For Giorgio Agamben (1993), along with language, “experience” marks the move from infancy to history; similarly, for William Blake, “experience” is the end of innocence (Jay 2004, 1). As in Williams’ formulation, these frameworks remind us that nothing yells “time” quite like experience. As imminence, “experience” is a being-in-the-present moment; however, experience is also the move from infancy and innocence into language and knowledge. Experience represents the impossibility we live: only ever in one moment, always aware of others, in a knowing that embodies this tension and is only possible through our awareness of time. Experience joins the urgency of the immediate to the lessons of the past, enabling our imagination of the future—and it is only this imagination that makes action possible in the present.

Like “experience,” “radical” has a dramatic, dual, relationship to time. In its 21-page entry, the OED connects “radical” securely to “root”: “relating to a root,” “fundamental,” “inherent.” A radical medical treatment, then, is not necessarily a drastic one but one that is directed at the root cause of a disease. In connection to change or action, “radical” means: “going to the root or origin; touching upon or affecting what is essential and fundamental; thorough, far-­reaching.” Like “experience,” then, “radical” reaches both backward and forward; radical action and radical knowing identifies what is fundamental to determine what must be changed. Like “radical,” “experience” calls for a close attention to change, to authenticity, and to knowledge. It summarizes the work involved in bringing belief, understanding, and knowing together. Each present moment is a crystallization of this complicated path.
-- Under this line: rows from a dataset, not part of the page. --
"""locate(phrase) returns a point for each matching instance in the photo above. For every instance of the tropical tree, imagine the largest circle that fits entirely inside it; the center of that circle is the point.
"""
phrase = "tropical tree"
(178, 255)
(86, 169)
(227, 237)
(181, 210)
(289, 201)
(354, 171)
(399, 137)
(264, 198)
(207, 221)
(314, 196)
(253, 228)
Claims to experience are claims to identity, knowledge, and community, but the notions of identity they appeal to are necessarily provisional, imperfect, and contested. Experience makes subjects but it also makes collectives—even if these are better described in terms of “allegiance” (Joyce 1987, 382) than of sameness or familiarity. Arguments that a transgender woman’s experience is not and does not represent women’s experience, and that a celebrity transgender transition is not and does not represent transgender experience, reenact the old drama of experience in which individual and collective can never neatly align. Despite fierce debates over whose experience counts (and who is counting), “experience” presents a way to value difference rather than to insist on sameness. If, as Sonia Kruks suggests, feminists orient toward the vast social differences between women rather than foregrounding “minimal commonalities,” then focusing on experience may be a way toward “solidarity” rather than similarity (2001, 152).

An appeal to “experience” is always an attempt to connect individual experience to something collective—and it involves collision and failure as much as it does connection. Claims to experience may be imperfect; however, they are part of how we make sense of ourselves and one another, of how we make ourselves—and are made—in the world. We no longer think of “experience” as the experiment that a subject carries out on the world, learning from the results; in the twenty-first century, “experience” is something in which we are all entangled together.